TECHNIQUE FOR AREAL POPULATION OF NUMERICAL MODELS WITH GEOHYDROLOGIC PARAMETERS USING TRANSITIONAL PROBABILITIES
Geohydrologic parameters can be geostatistically propagated from known/observed values at one site to populate numerical model grids where values are not available. The results of a gamma-ray geophysical log (surrogate for grain-size distribution and, therefore, hydraulic conductivity and effective porosity) collected in a vertical borehole in alluvium were propagated areally by assuming that horizontal and vertical variation in geohydrologic parameters are the same (Walther's Law). The range of the gamma ray values in the log (0-177 counts per second) was discretized into 5 intervals so that the gamma log value at a given depth was assigned a value of 1, 2, 3, 4, or 5, as appropriate. Transitional probabilities of a gamma log value at a location X2, 1 foot vertically from a reference point, X1, were calculated and plotted by interval, given the gamma log value at the reference point. The histogram of transitional probabilities for the gamma log value at X2, given X1=1, is shown in figure 1. Using Walther's Law, the known gamma log value (1-5) at a specific depth in the logged well is propagated to a point 1 foot radially away by first selecting the transitional probability histogram for the new point (X2) given the known value at the well (X1).
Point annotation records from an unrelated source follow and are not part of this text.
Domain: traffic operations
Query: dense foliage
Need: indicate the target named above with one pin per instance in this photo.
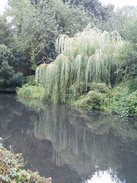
(47, 37)
(9, 77)
(84, 58)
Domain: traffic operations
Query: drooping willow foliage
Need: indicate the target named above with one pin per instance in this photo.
(84, 58)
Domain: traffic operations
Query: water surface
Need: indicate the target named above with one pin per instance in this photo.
(70, 145)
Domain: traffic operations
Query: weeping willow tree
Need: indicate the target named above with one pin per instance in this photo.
(87, 57)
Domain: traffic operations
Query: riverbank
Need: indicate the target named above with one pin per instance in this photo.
(119, 100)
(12, 169)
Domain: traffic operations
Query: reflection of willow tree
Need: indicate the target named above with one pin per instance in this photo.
(84, 147)
(88, 141)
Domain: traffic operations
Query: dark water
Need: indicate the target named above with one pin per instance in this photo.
(69, 145)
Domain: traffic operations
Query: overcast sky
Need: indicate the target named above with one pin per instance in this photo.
(117, 3)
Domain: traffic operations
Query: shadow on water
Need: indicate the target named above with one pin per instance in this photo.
(70, 145)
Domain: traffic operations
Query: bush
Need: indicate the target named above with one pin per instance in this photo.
(100, 87)
(11, 169)
(123, 101)
(31, 91)
(92, 100)
(9, 78)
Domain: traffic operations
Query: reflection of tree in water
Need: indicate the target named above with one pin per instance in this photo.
(88, 143)
(70, 144)
(38, 153)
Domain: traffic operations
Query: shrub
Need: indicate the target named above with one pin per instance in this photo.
(92, 100)
(11, 169)
(31, 91)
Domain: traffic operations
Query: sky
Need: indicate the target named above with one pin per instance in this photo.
(117, 3)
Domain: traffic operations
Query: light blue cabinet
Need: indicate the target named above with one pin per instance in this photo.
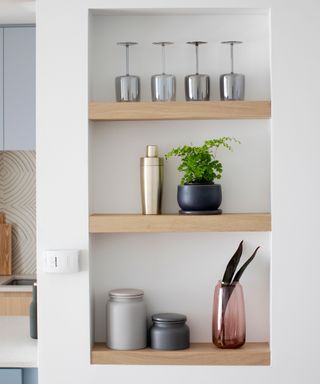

Given this selected histogram representing the probability density function at the new point, a realization is obtained that represents a random selection from the density function. That realization is the propagated gamma value at the new point, which is then considered a known value in the propagation step to the next point, 2 feet radially away from the well. By continuing this pattern of propagating radially from the well 1 foot at a time, the inherent structure in the data of the known vertical gamma log values at the well is probabilistically reproduced areally (figure 2). Because areal propagation is a function only of radial distance from the well, not the direction, the 1-dimensional structure in the vertical gamma log is propagated axisymmetrically onto the 2-dimensional horizontal plane within the assumed area of geostatistical influence of the well (bottom left well in figure 2.)
The areally propagated gamma log values can be converted to equivalent hydraulic conductivity and effective porosity values, using empirical relations between the gamma-ray log and grain size distribution. The hydraulic conductivity and effective porosity values would be initial estimates of the values of these parameters for the cells of a numerical grid for construction of a heterogeneous model to analyze hydraulic and tracer tests conducted, for example, at the 4-well complex shown in figure 2.